# UP Derailment in Littlerock CA



## leemell (Jul 28, 2011)

The LA Times reported here that the UP freight derailment in Littlerock CA was started by a car in the center of the consist.


----------



## eldono (Jul 30, 2011)

Railroad cars always give advanced notice that they are ready to or getting ready to fail in some way.

The trick is whether or not railroad personnel notice the car or not. That usually requires being at track side when the train is passing as opposed to inspecting the train when it is stopped. It might be asking a lot.


----------



## the_traveler (Jul 30, 2011)

eldono said:


> Railroad cars always give advanced notice that they are ready to or getting ready to fail in some way.
> 
> The trick is whether or not railroad personnel notice the car or not. That usually requires being at track side when the train is passing as opposed to inspecting the train when it is stopped. It might be asking a lot.


Not always!






Sometimes they're hit or hit something on the track. There are many reasons why they may derail. And going by your statement, you will require an inspector to stand at track side 24/7/365 every 10 feet wherever there is a track, just to inspect the train cars. Are you going to pay their salaries too?


----------



## Trogdor (Jul 31, 2011)

The typical "advance notice" can usually be detected by trackside detectors, which are generally placed every 10 or so miles (give or take) along the route. No need to have someone paid to stand there watching trains go by.

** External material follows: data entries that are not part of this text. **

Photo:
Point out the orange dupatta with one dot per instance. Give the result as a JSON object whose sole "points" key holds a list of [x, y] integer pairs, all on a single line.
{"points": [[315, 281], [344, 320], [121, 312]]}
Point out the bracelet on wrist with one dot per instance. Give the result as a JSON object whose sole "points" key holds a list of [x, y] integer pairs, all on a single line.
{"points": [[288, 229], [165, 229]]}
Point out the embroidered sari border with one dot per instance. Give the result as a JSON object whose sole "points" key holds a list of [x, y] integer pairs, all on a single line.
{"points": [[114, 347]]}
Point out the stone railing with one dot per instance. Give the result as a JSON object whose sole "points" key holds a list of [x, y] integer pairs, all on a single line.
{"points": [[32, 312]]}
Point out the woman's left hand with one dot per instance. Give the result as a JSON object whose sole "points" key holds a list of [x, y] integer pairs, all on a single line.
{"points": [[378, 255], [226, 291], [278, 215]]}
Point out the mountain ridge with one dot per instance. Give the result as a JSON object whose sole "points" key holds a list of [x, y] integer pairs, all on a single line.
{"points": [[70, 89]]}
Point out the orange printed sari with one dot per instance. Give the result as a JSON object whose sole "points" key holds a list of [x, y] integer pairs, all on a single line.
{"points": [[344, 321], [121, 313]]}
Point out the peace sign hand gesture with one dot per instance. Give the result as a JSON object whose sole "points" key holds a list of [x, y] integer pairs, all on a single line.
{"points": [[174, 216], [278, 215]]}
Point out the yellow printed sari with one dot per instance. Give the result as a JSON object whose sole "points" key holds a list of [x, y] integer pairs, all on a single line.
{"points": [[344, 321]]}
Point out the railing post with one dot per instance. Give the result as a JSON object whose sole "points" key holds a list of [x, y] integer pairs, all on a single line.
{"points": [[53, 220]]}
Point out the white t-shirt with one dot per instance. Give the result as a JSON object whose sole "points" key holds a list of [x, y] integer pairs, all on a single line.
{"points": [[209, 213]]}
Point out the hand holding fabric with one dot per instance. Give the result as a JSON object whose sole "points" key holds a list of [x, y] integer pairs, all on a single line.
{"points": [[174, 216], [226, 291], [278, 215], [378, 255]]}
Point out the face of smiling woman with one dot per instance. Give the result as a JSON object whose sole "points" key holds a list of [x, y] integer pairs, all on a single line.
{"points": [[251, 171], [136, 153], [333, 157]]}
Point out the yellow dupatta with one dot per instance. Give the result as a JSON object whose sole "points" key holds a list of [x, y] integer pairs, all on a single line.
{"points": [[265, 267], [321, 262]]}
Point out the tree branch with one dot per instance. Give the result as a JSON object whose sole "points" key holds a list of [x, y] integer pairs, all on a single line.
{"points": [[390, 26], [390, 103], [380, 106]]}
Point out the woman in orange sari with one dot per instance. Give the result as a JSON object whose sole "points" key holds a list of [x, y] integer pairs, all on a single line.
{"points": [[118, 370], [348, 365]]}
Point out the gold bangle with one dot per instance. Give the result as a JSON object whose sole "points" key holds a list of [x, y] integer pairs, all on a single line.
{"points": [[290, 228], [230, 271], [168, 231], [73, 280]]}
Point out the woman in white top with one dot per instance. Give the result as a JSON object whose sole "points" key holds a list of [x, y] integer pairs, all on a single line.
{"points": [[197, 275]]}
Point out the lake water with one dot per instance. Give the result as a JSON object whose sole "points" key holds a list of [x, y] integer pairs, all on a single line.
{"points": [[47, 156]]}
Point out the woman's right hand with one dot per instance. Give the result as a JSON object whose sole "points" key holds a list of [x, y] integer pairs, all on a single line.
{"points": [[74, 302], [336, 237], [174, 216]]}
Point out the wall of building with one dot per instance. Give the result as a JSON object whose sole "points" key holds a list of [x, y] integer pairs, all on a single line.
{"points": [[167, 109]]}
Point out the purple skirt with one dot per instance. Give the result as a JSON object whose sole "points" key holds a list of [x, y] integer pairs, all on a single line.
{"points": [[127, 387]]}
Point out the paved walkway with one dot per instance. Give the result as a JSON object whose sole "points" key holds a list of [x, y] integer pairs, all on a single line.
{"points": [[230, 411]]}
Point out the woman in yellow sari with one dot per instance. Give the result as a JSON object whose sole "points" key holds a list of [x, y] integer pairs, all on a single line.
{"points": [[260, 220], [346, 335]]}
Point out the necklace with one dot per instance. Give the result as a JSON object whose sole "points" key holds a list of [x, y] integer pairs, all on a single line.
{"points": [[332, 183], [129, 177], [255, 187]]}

Plus, crews of passing trains are supposed to inspect each others' trains as they go by.

It's always possible that something may develop in between these relatively frequent inspections. There's still no guarantee that even more frequent inspections would prevent derailments like this.


----------



## jis (Jul 31, 2011)

Trogdor said:


> t's always possible that something may develop in between these relatively frequent inspections. There's still no guarantee that even more frequent inspections would prevent derailments like this.


But preventive maintenance can help.


----------



## leemell (Jul 31, 2011)

Trogdor said:


> The typical "advance notice" can usually be detected by trackside detectors, which are generally placed every 10 or so miles (give or take) along the route. No need to have someone paid to stand there watching trains go by.
> 
> Plus, crews of passing trains are supposed to inspect each others' trains as they go by.
> 
> It's always possible that something may develop in between these relatively frequent inspections. There's still no guarantee that even more frequent inspections would prevent derailments like this.


They are called "hot box" detectors. When bearings are failing they heat up due to increasing friction.


----------



## Trogdor (Jul 31, 2011)

There are a number of different types of detectors. Hot box, excessive impact, dragging equipment, high car, etc.


----------



## DET63 (Aug 1, 2011)

Defect detector at Wikipedia.


----------